Without the Highway and Transportation Funding Act of 2015 (H.R. 2353), surface transportation authorization would run out May 31. The bill to extend the funding authorization, including $11.8 million for hazmat programs, through July 31 was awaiting President Barack Obama's signature.
H.R. 2353 extends authorization of Moving Ahead for Progress in the 21st Century (MAP-21) (Pub. L. No. 112-141), on top of last year's eight-month extension of the same law. There have been 12 temporary patches for the surface transportation bill during the past six years, according to a statement by Rep. Dan Lipinski (D-Ill.), while lawmakers have debated passage of a long-term surface transportation bill (149 DEN A-5, 8/4/14).

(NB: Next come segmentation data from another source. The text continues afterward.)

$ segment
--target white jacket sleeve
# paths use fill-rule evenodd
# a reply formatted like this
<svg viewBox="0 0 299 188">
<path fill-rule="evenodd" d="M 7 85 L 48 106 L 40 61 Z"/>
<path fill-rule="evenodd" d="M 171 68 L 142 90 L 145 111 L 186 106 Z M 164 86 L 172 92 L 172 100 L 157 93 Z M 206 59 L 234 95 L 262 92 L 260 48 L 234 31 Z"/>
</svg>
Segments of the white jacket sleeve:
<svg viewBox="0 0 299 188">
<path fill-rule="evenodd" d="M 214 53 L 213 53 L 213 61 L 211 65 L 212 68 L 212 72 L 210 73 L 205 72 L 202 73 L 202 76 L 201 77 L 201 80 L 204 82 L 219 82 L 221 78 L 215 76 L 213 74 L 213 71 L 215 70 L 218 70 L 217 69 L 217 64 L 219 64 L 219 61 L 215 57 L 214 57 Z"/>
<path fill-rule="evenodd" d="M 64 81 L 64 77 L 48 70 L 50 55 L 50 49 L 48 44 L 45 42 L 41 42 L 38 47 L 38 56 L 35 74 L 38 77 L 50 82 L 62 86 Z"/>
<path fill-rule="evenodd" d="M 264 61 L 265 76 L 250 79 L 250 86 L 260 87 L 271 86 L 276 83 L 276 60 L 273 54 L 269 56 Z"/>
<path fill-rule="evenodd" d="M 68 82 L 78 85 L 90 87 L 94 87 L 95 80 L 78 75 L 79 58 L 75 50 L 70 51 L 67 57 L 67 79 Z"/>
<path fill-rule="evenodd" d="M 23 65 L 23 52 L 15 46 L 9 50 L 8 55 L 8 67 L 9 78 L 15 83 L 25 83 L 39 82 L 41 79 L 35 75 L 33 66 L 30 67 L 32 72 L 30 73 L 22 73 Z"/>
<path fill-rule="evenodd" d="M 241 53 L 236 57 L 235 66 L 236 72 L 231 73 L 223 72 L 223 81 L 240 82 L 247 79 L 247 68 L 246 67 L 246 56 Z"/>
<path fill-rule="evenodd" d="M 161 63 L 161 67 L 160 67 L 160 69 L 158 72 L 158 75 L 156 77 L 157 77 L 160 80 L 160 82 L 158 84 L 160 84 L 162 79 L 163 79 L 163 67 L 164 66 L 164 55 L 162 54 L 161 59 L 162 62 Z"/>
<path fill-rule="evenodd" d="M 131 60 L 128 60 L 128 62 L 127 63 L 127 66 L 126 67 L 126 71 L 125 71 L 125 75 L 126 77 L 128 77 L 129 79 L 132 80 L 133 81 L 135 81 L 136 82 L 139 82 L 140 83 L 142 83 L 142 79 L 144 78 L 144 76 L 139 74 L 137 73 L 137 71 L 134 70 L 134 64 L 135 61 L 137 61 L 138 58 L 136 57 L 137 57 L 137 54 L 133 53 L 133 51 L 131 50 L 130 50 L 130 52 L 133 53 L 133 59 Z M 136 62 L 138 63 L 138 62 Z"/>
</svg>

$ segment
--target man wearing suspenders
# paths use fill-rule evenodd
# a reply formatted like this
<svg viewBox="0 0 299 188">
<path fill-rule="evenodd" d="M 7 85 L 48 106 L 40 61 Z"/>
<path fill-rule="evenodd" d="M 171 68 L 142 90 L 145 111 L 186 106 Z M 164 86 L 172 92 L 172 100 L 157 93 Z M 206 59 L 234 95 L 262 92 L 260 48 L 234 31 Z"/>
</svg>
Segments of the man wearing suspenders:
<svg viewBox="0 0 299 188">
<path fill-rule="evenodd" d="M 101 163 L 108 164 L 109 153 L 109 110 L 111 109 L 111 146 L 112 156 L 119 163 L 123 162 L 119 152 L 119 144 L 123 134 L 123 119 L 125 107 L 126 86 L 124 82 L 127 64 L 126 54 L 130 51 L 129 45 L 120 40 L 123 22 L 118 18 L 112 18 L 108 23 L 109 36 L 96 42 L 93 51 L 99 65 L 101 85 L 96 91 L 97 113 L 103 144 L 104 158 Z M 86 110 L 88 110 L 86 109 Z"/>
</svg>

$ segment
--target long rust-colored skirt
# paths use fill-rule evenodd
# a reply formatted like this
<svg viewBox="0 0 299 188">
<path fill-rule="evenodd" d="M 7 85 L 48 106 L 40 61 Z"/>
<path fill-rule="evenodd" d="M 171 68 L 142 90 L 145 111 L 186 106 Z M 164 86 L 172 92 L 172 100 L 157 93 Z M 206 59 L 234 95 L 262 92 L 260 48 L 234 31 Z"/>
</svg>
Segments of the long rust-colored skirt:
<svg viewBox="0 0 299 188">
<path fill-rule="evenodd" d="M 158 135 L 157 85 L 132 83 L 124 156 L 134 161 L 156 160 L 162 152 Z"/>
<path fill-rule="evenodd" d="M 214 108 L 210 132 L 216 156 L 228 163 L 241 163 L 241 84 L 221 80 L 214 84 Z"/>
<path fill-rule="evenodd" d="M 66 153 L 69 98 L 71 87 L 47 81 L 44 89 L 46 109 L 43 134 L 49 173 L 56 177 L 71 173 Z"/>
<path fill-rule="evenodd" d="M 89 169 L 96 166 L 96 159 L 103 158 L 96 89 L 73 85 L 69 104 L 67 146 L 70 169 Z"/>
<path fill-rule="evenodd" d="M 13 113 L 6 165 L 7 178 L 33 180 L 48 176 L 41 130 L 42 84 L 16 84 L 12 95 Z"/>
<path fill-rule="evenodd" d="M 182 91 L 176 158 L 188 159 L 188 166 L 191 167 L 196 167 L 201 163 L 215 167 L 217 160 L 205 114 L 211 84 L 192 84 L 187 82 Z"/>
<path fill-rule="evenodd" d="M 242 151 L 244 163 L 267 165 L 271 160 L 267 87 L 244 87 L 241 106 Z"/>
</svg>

Rep. Peter DeFazio (D-Ore.) introduced May 19 the Obama administration's GROW AMERICA Act (H.R. 2410), a $478 billion, six-year authorization of surface transportation programs that includes authorization of Pipeline and Hazardous Materials Safety Administration hazardous materials programs.
Reps. Bill Shuster (R-Pa.) and Paul Ryan (R-Wis.) May 15 introduced H.R. 2353, the most recent two-month extension proposal. The House passed the bill by a 387-35-1 vote on May 19.
A White House spokesman didn't respond to Bloomberg BNA's message asking when the president plans to sign the bill into law.